This Agreement shall continue until the earlier of September 30, 2002 and the
full and final payment of all sums due Nortel Networks hereunder or until
terminated pursuant to Article 15 hereof.
Provided this Agreement is not terminated prior to September 30, 2002, Licensee
shall on October 1, 2002 posses a fully paid up license to exercise the rights
granted in Article 2 (including patent rights granted in Article 2) without
having the obligation of making payments and providing statements as prescribed
in Articles 5 and 8 hereof.
7.0 ARTICLE 15 "TERMINATION" is hereby amended by adding the following as the
last two paragraphs:
Notwithstanding anything else contained herein, in the event Licensee brings
patent infringement proceedings against Nortel Networks at any future date,
under any patent that is embodied in the Derivative Works or Licensed IP or that
was acquired as a result of access to the Technology or Technology IP or rights
granted under this Agreement, Nortel Networks shall have the right to
immediately terminate this Agreement and all continuing rights contemplated
under ARTICLE 14 hereof.
During the term of this Agreement, Licensee shall have the right to terminate
the Agreement with or without cause upon thirty (30) days written notice to
Nortel Networks subject to the termination prior to expiration obligations
above. Termination initiated by Licensee as provided in this ARTICLE 15 shall
also result in immediate termination of all continuing rights contemplated under
ARTICLE 14 hereof.
8.0 ARTICLE 16 "NOTICES" is hereby deleted and replaced by the following:
Any and all notices or other information to be given by one Party to the other
shall be in writing and sent by certified or registered mail, return receipt
requested, or by hand delivery to the other Party at the following address or
fax number:
(a) if to Licensee:
LOGICVISION, INC.
000 Xxxxx Xxxxx, Xxxxx Xxxxx,
Xxx Xxxx, Xxxxxxxxxx 00000
XXX
Attention: Xx. X.X. Xxxxxxx, Chief Executive Officer
FAX: 000-000-0000
(b) if to Nortel Networks:
Nortel Networks Limited
0000 Xxxxx Xxxx, Xxxxx 000 MS:036NO154
Xxxxxxxx, Xxxxxxx
X0X 0X0 Xxxxxx
Attention: Director, Technology Licensing Programs
FAX: 000-000-0000
Such notices shall be deemed to have been received five (5) business days after
mailing if forwarded by mail or on the day of receipt if delivered by hand or
fax. The address of either Party may be changed by giving notice to the other
Party in accordance with the foregoing.
9.0 ARTICLE 18 "GENERAL PROVISIONS" is hereby amended by replacing the first
paragraph with the following paragraph:
"This Agreement shall not be assigned or transferred by either Party except with
the written consent of the other such consent not to be unreasonably refused.

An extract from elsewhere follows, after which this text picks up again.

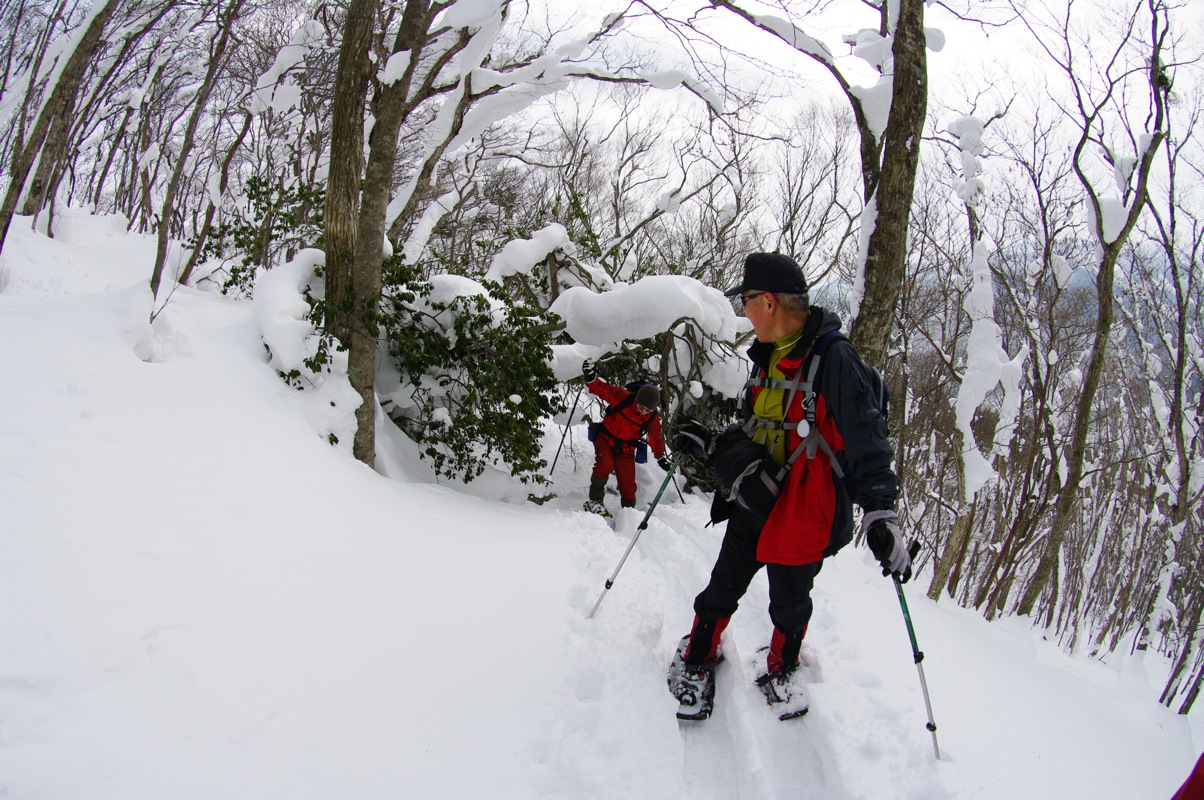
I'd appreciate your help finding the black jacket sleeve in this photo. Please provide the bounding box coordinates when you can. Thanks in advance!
[818,340,898,511]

Notwithstanding the foregoing, this Agreement may be assigned by Nortel Networks
to any of its Subsidiaries or Affiliates upon notification to Licensee.
And is further amended by replacing the paragraph;
"This Agreement sets forth the entire agreement and understanding between the
Parties with respect to the licensing of Licensed Products and Associated
Utilities and supersedes and cancels all previous negotiations, agreements,
commitments and writings in respect of the subject matter hereof, and no Party
hereto shall be bound by any term, clause, provision, or condition save as
expressly provided in this Agreement or as duly set forth on or subsequent to
the date hereof in writing, signed by duly authorized officers of the Parties.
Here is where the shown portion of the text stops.